Suatu sore, saya sedang duduk menghadap smartphone saya. Angin berhembus, menemani saya menjelajah di dunia maya. Pergerakan jemari saya terhenti ketika melihat postingan di sebuah jejaring sosial dengan identik warna ungu di logonya, disana dikatakan bahwa “Bonek dan The Jakmania Kini Berdamai”. Dalam postingan itu disertakan tulisan “Bonek dan The Jakmania kini berdamai. Mereka bukan mengkhianati Viking ataupun Aremania. Mereka hanya ingin menutup lembaran hitam sepak bola Indonesia. Mari bersatu. Kita adalah generasi baru. Lupakan masa lalu, buka lembaran baru.” (@mania_indonesia)


Bonekmania merupakan kelompok pendukung klub representasi Surabaya yaitu Persebaya Surabaya. Sedangkan The Jakmania merupakan kelompok pendukung klub asal ibu kota, Persija Jakarta. Perselisihan mereka sebenarnya hanya buntut dari perselisihan saudara mereka, Aremania di kubu The Jakmania dan Viking di kubu Bonek. Sementara di sisi lain, The Jakmania dan Viking serta Bonek dan Aremania juga memiliki konflik tersendiri. Hal inilah yang menerangkan kalimat ‘Mereka bukan mengkhianati Viking ataupun Aremania’ karena baik The jak maupun Bonek memiliki konflik dengan saudara masing-masing.

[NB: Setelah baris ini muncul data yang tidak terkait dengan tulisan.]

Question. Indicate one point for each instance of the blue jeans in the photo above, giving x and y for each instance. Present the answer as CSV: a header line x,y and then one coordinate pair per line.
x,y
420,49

Namun, perselisihan itu kini telah usai. Baik Bonek maupun The Jakmania telah menutup lembaran hitam mereka. Namun, menyelasaikan konflik antar pendukung sepak bola bukanlah suatu perkara yang mudah, setidaknya sampai setelah saya membaca sebuah komentar “Tanpa rivalitas, bukan sepak bola Indonesia”. Banyaknya massa yang menjadi bagian dari mereka menjadi sebabnya. Tidak sedikit yang tidak sejalan dengan hal ini. Mereka masih menganggap perseteruan ini adalah perseteruan abadi, perseteruan yang tidak berujung, yang tidak berbatas. 


Namun, lagi-lagi, sudahilah perseteruan ini. Mari bersama menjadi supporter yang membanggakan. Menjadi supporter yang seharusnya, supporter yang mensupport timnya. Tugas kita bukan menggocek bola, bukan menjaga gawang, bukan juga bobol gawang lawan. Tugas kita dalah berteriak di tribun, mendukung tim kesayangan kita, berteriak sekencang-kencangnya, bernyanyi. Dan menjadi supporter yang dengan kita tim bangga ada penyemangat di belakang mereka. 


Dan jawaban untuk pertanyaan di judul saya adalah, ya. Bukan sepak bola Indonesia jika tanpa rivalitas.